Durante a abertura da palestra, Rudy destacou que o direito do agronegócio ainda está em fase de consolidação. “Estamos construindo sua doutrina, e uma das principais características é a transversalidade, pois dialoga com o direito societário, o mercado de capitais, o direito tributário, fundiário e ambiental”, afirmou. O diretor acredita que o Congresso é um evento de grande relevância na área, essencial para debater e construir as doutrinas pertinentes, além de fortalecer as defesas jurídicas do agronegócio nas instâncias superiores, como o STF.
Rudy Ferraz também discutiu o crescente desafio enfrentado pelo setor agro diante do aumento dos debates no Supremo Tribunal Federal. Ele mencionou a importância da atuação do ministro Luiz Fux na Ação Declaratória de Constitucionalidade (ADC) 42, que confirmou a conformidade do Novo Código Florestal Brasileiro. “Esse julgamento se tornou uma referência importante para o setor”, disse.
Painel sobre Reforma Tributária e Seus Impactos
Outro destaque do Congresso foi o painel sobre a “Regulamentação e Transição da Reforma Tributária”, coordenado por Renato Conchon, que lidera o Núcleo Econômico da CNA. O debate contou com a participação do desembargador Federal do TRF3, Renato Lopes, além dos advogados Fábi Calcini e Paulo Vaz, e da líder da Indústria de Agronegócio na PwC, Mayra Theis.
Renato Conchon enfatizou que o sistema tributário brasileiro é uma fonte de insegurança jurídica, resultando em altos custos para empresas e contribuintes.
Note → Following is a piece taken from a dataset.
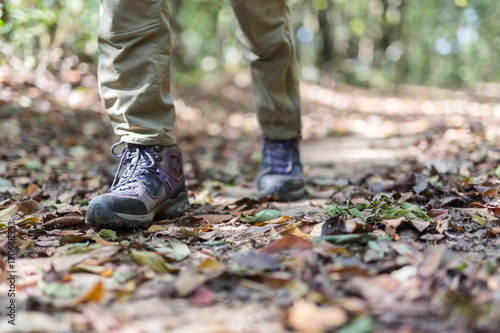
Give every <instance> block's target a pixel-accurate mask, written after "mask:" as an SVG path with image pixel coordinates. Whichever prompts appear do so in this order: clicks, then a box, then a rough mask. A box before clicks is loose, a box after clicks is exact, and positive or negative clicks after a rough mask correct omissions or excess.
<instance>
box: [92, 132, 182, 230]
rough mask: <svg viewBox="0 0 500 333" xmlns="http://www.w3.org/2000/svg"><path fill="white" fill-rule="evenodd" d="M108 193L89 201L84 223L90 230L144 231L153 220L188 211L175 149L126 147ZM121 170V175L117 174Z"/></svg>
mask: <svg viewBox="0 0 500 333" xmlns="http://www.w3.org/2000/svg"><path fill="white" fill-rule="evenodd" d="M122 143H123V142H119V143H117V144H115V145H114V146H113V147H112V148H111V153H112V154H113V156H114V157H117V158H119V157H121V160H120V166H119V168H118V170H117V171H116V175H115V179H114V181H113V185H111V189H110V190H109V191H108V193H106V194H103V195H100V196H97V197H95V198H94V199H92V200H91V201H90V203H89V207H88V209H87V215H86V220H85V222H86V223H87V224H90V225H92V226H94V227H127V228H144V227H148V226H150V225H151V224H153V220H154V219H155V217H164V218H168V217H171V216H174V215H176V214H179V213H182V212H183V211H184V210H186V209H187V208H188V207H189V201H188V198H187V190H186V186H185V182H184V174H183V172H182V156H181V151H180V149H179V147H178V146H177V145H172V146H143V145H136V144H131V143H127V144H126V146H125V148H124V150H123V151H122V152H121V153H120V154H115V152H114V149H115V148H116V146H118V145H120V144H122ZM122 168H123V172H122V175H121V176H120V170H121V169H122Z"/></svg>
Para enfrentar esses desafios, a Reforma Tributária foi criada, introduzindo diferenciações importantes para o setor agropecuário.
“O agro conquistou diferenciações significativas, semelhantes às que ocorrem em outros países, e muitos desses avanços foram fruto do debate político promovido pela Frente Parlamentar da Agropecuária”, explicou Conchon. O painel representou uma oportunidade valiosa para discutir as novas regulamentações e como elas impactam o dia a dia dos profissionais do agronegócio.
O Congresso Brasileiro de Direito do Agronegócio se firmou como uma plataforma crucial para discutir e formular propostas que visam a promoção de um ambiente jurídico mais seguro e estável para o setor. Especialistas ressaltaram a importância de eventos como este, que permitem o intercâmbio de ideias e a construção coletiva de soluções para os desafios enfrentados pelo agronegócio.